# Stacheldraht



## Scabbed_Chucky (5. Januar 2003)

Hallo erstmal,
ich habe dieses Tutorial im internet gefunden. Hab es auch versucht anzuwenden. Da ich aber ein Anfänger bin stehen für mich zu wenig Informationen drin. Kennt ihr noch andere Tutorials mit Stacheldraht oder kann mir jemand von euch dieses Tutorial erläutern???

vielen danke
Euer Chucky


----------



## fasty (5. Januar 2003)

wo genau fehlen dir denn informationen ??

da steht doch eigentlich alles step-by-step drin ...


----------



## Scabbed_Chucky (5. Januar 2003)

naja, bei den Effekten was für einstellungen ich da machen muss und so. kann vielleich auch daran liegen dass das ganze englisch ist und ich nur son bisschen übersetzen konnte.


----------



## Jojukono (5. Januar 2003)

wenn du die englishen bezeichnungen nicht verstehst hilft dir vielleicht das:

w w w . g f x 4 e v e r . d e . v u 

so ich hoff euer mausrad lebt noch

Ich muss mir auch keine mühe machen, warum auch?

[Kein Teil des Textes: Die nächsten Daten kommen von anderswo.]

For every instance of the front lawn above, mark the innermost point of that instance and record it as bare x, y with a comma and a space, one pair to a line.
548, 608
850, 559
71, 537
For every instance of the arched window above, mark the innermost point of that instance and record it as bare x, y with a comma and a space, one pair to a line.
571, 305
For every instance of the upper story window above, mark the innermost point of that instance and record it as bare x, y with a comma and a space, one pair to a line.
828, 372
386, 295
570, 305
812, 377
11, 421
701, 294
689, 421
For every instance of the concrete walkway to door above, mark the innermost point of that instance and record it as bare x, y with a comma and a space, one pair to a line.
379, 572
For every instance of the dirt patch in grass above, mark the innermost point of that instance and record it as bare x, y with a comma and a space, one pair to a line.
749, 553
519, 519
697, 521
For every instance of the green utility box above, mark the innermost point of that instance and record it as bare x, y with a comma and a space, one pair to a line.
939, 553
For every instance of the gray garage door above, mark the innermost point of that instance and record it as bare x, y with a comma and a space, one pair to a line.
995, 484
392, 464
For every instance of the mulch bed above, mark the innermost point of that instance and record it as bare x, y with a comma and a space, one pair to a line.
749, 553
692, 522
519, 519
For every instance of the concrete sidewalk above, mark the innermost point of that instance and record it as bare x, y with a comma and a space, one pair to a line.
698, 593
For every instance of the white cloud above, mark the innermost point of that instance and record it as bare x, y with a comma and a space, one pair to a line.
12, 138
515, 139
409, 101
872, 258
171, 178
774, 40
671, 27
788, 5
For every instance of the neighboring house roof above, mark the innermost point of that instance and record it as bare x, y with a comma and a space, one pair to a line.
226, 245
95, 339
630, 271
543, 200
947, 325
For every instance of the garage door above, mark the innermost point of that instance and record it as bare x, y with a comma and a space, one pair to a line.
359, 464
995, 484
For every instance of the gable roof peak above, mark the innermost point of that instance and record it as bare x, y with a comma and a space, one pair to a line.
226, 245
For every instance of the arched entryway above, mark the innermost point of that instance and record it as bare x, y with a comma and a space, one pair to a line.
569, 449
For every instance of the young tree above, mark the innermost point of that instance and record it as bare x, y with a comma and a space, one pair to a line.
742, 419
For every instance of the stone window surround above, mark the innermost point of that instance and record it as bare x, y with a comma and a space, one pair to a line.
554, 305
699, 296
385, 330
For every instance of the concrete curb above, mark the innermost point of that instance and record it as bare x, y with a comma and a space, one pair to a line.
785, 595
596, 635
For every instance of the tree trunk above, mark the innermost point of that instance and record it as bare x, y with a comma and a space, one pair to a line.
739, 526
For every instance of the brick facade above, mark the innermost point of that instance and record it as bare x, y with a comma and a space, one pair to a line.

DAS NÄCHSTE MAL KOMMT IHR ABER NICHT ANGESCHISSEN "KANNSTE NOCHMAL FÜR MICH ERLÄREN"

bis dann 
J  jukono


----------



## fasty (5. Januar 2003)

mein armes mausrad   ...nen link hätte es auch getan ...
btw: es gibt diese übersetzung auch im tutorials-forum 

in dem tutorial wird ausserdem nicht einer dieser effekte benutzt sondern nur der ebenenstil "abgeflachte kanten und reliefe" bzw "bevel and emboss" ... die wichtigsten einstellungen stehen da, der rest kann frei gewählt werden ... musst halt schauen was dir gefällt ...


----------



## Jan Seifert (5. Januar 2003)

Das Tutorial als Aktion, dann
hast du null Arbeit, nur zu den
Aktionen in Photoshop hinzufügen und
auf Play drücken.

solltest dir mal diese Seite genauer ansehen, unter aktions und Photoshop 6
findest du dieses Tutorial als Aktion


----------



## Scabbed_Chucky (5. Januar 2003)

danke, ich bin soweit gekommen dass es nun so aussieht wie auf dem bild unten. "Just add monochromatic noise set to around 7 to finish it off. I added some blood and lighting effects to the one below. The action for this is on my actions page." Kann mir jemand diesen Text übersetzen? Dann müsste ich eigentlich fertig sein. Danke schon mal für eure Hilfe


----------



## DarkAngel (5. Januar 2003)

es sagt , dass man noch den stoerungsfilter auf 7 draufhaun soll um es zu beenden. Danach sagt es das er noch licht und blut dazu gemacht hatt...


----------



## Scabbed_Chucky (5. Januar 2003)

danke euch allen


----------



## AnonymerSurfer (5. Januar 2003)

> mein armes mausrad  ...nen link hätte es auch getan ...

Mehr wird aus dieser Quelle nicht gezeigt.